Mais la question qui la taraude est comment la société a-t-elle pu toléré cette situation quand une relation sexuelle d’un adulte avec des enfants est en soi un délit. « G.M. est ressorti de la Préfecture de police, quai de Gesvres, assez amusé, satisfait d’avoir embobiné l’inspecteur et ses collègues. « Tout s’est déroulé à merveille, fanfaronne-t-il dès son arrivée. Les policiers m’ont assuré qu’il ne s’agissait que d’une formalité administrative. Des lettres de dénonciation concernant des célébrités, vous savez, Monsieur, on en reçoit des centaines par jour, à déclaré l’inspectrice ». Mais G. M  n’a jamais été inquiété dans les années 1980 et depuis. Et pourtant les droits de son enfance ont bien été bafoué, quand les intellectuels d’alors ne trouvent rien à dire excusant tout, tolérant tout, au nom de la liberté sexuelle et de la liberté de l’artiste. Ceci révèle une cartographie très précise d’un milieu intellectuel, d’une classe sociale très corporative qui défend des modes et qui ont un statut particulier et qui à mon sens sont au-dessus des lois.

Vanessa Springora a compris que son rôle pour l’homme qui a le pouvoir du verbe, qui le séduit par des belles phrases et des expressions parfois ambiguë, est réduit à celui d’un objet de plaisir. Elle a compris qu’elle est là pour ses désirs qu’elle joue le rôle d’une femme-enfant-objet à travers son corps. Elle avait portant très envie d’être aimée. Elle explique cette soumission : « Je me suis mise dans une posture de geisha : j’apprenais des gestes de façon mécanique, je me laissais faire, mais je n’étais pas à l’intérieur de mon corps. Je n’étais pas en mesure d’avoir un consentement éclairé. J’avais tant envie de lui plaire que j’étais totalement au service de ses désirs. Au début, il m’emmenait au théâtre, au cinéma, me faisait lire des livres et jouait au Pygmalion. Mais, en fait, notre activité principale, c’était le sexe ».

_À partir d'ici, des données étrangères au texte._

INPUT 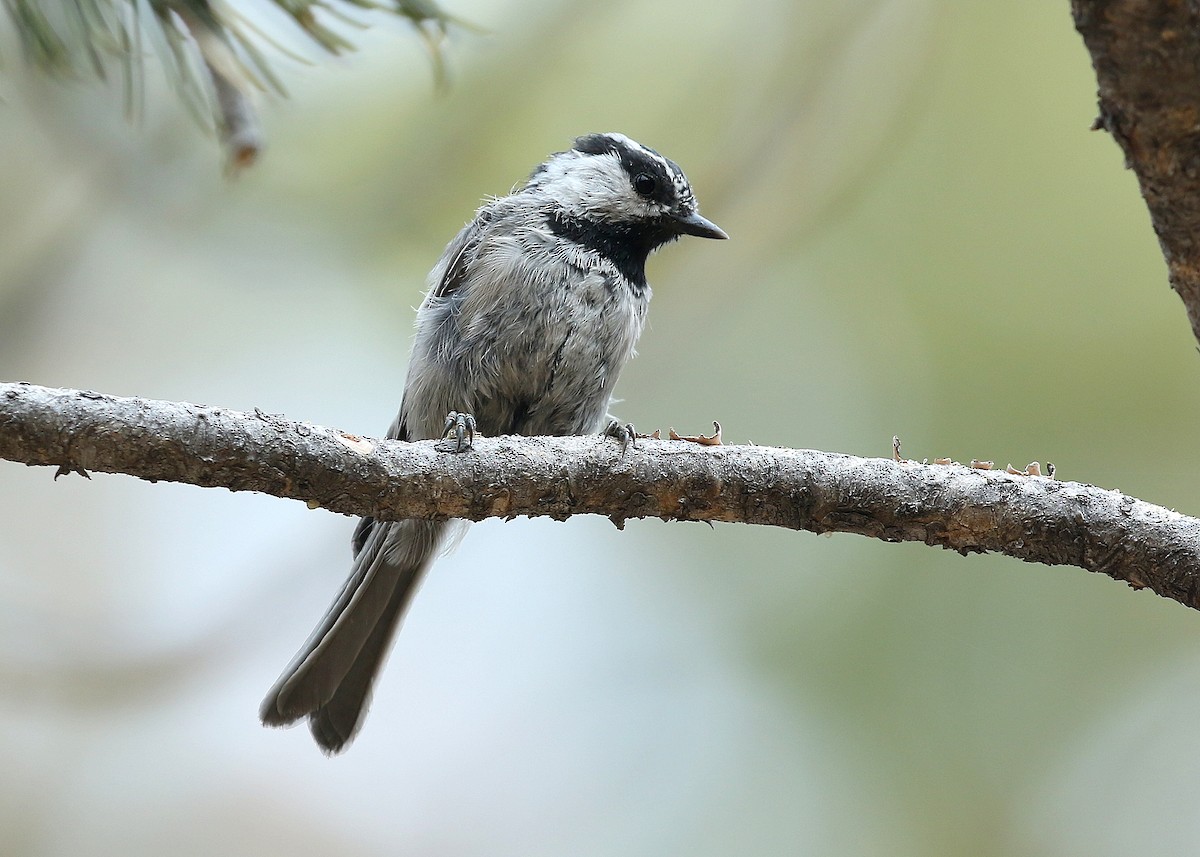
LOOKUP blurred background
[0,0,1200,857]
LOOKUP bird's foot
[600,420,637,455]
[442,410,478,453]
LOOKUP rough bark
[1072,0,1200,340]
[0,384,1200,607]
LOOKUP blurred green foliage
[0,0,1200,857]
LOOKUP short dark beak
[676,212,728,238]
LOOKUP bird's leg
[600,419,637,455]
[442,410,476,453]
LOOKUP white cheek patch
[538,151,664,222]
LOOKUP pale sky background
[0,0,1200,857]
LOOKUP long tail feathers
[259,513,444,754]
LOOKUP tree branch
[1072,0,1200,340]
[0,384,1200,609]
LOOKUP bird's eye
[634,173,659,197]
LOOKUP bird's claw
[601,420,637,455]
[442,410,476,453]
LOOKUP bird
[259,133,727,755]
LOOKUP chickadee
[259,133,726,754]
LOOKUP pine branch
[0,384,1200,609]
[2,0,469,168]
[1072,0,1200,348]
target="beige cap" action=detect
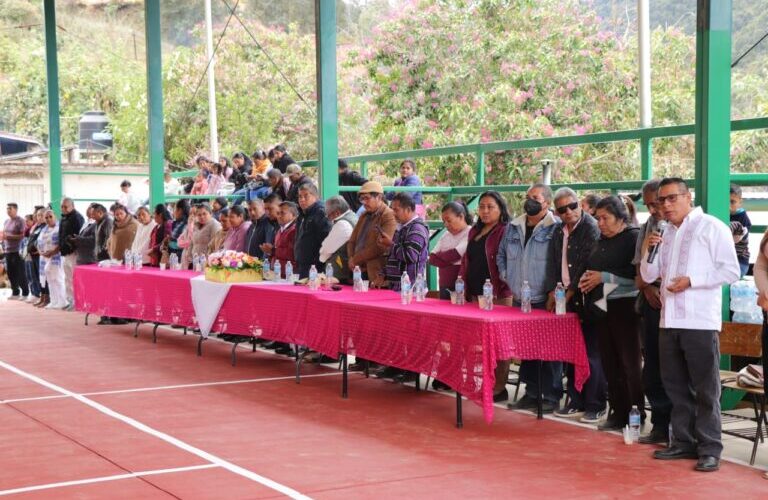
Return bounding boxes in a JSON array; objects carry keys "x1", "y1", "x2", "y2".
[{"x1": 358, "y1": 181, "x2": 384, "y2": 194}]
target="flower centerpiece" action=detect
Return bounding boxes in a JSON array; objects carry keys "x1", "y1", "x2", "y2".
[{"x1": 205, "y1": 250, "x2": 262, "y2": 283}]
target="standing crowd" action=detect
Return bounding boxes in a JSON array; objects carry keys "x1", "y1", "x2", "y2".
[{"x1": 4, "y1": 146, "x2": 768, "y2": 471}]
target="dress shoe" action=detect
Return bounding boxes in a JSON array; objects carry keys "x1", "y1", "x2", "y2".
[
  {"x1": 653, "y1": 446, "x2": 696, "y2": 460},
  {"x1": 694, "y1": 455, "x2": 720, "y2": 472},
  {"x1": 493, "y1": 389, "x2": 509, "y2": 403},
  {"x1": 637, "y1": 426, "x2": 669, "y2": 444}
]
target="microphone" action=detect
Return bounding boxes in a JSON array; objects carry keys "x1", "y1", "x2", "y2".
[{"x1": 647, "y1": 220, "x2": 669, "y2": 264}]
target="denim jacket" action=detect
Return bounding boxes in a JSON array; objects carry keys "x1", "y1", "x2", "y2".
[{"x1": 496, "y1": 212, "x2": 560, "y2": 303}]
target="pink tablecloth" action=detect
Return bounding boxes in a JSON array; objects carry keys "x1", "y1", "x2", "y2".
[
  {"x1": 74, "y1": 266, "x2": 589, "y2": 422},
  {"x1": 340, "y1": 299, "x2": 589, "y2": 422}
]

Dans ce roman il y a aussi cette question de l’image de soi. C’est-à-dire l’image de soi dans le  réel, l’imaginaire et la honte qui s’impose. L’image de soi par rapport est l’image qu’on a de nous-même. La honte implique le regard de l’autre sur soi. « […] J’ai bu mon thé d’un seul trait, enfilé mon sac à dos, dévalé les escaliers de chez ma mère M.G, est toujours absent. Jusque dans la cour de l’immeuble, tout allait bien. Et puis dans la rue, déjà, ça s’est gâté. Peur du regard des gens, peur de croiser quelqu’un que je connaisse, à qui il faille adresser la parole. Un voisin, un commerçant, un camarade de classe. Je rase les murs, fais des détours impensables en empruntant les rues les moins fréquentées ». Elle parle de trajectoire comme un tas d’erreurs. «  Depuis combien de temps avais-je perdu trace de moi-même ? Pourquoi avais-je accumulé autant de culpabilité, au point de croire que je méritais la « peine de mort » ? Ceci s’ajoute la faille. Le miroir est une chose qui nous renvoie de nous certains images. « Plus rien ne venait interrompre la continuité entre le jour et la nuit. Jusqu’à ce soir-là, où je suis allée vérifier dans le miroir de la salle de bains que mon reflet y était encore. Curieusement, oui, il était toujours là, mais ce qui était nouveau, et fascinant, c’était de voir désormais au travers », « Chaque fois que je croise mon reflet dans une glace, mon corps se fige et j’ai le plus grand mal à le remettre en mouvement ».

Jusque-là, il n’y avait qu’une version, celle du « pervers narcissique ». Car G.M ne voit  qu’une question : comment satisfaire ses besoins sexuels à l’endroit des jeunes ?  Ce que décrit Vanessa dans ce livre n’est pas un secret, car c’est une affaire pourtant connue. Tout est là, mais personne ne la voie.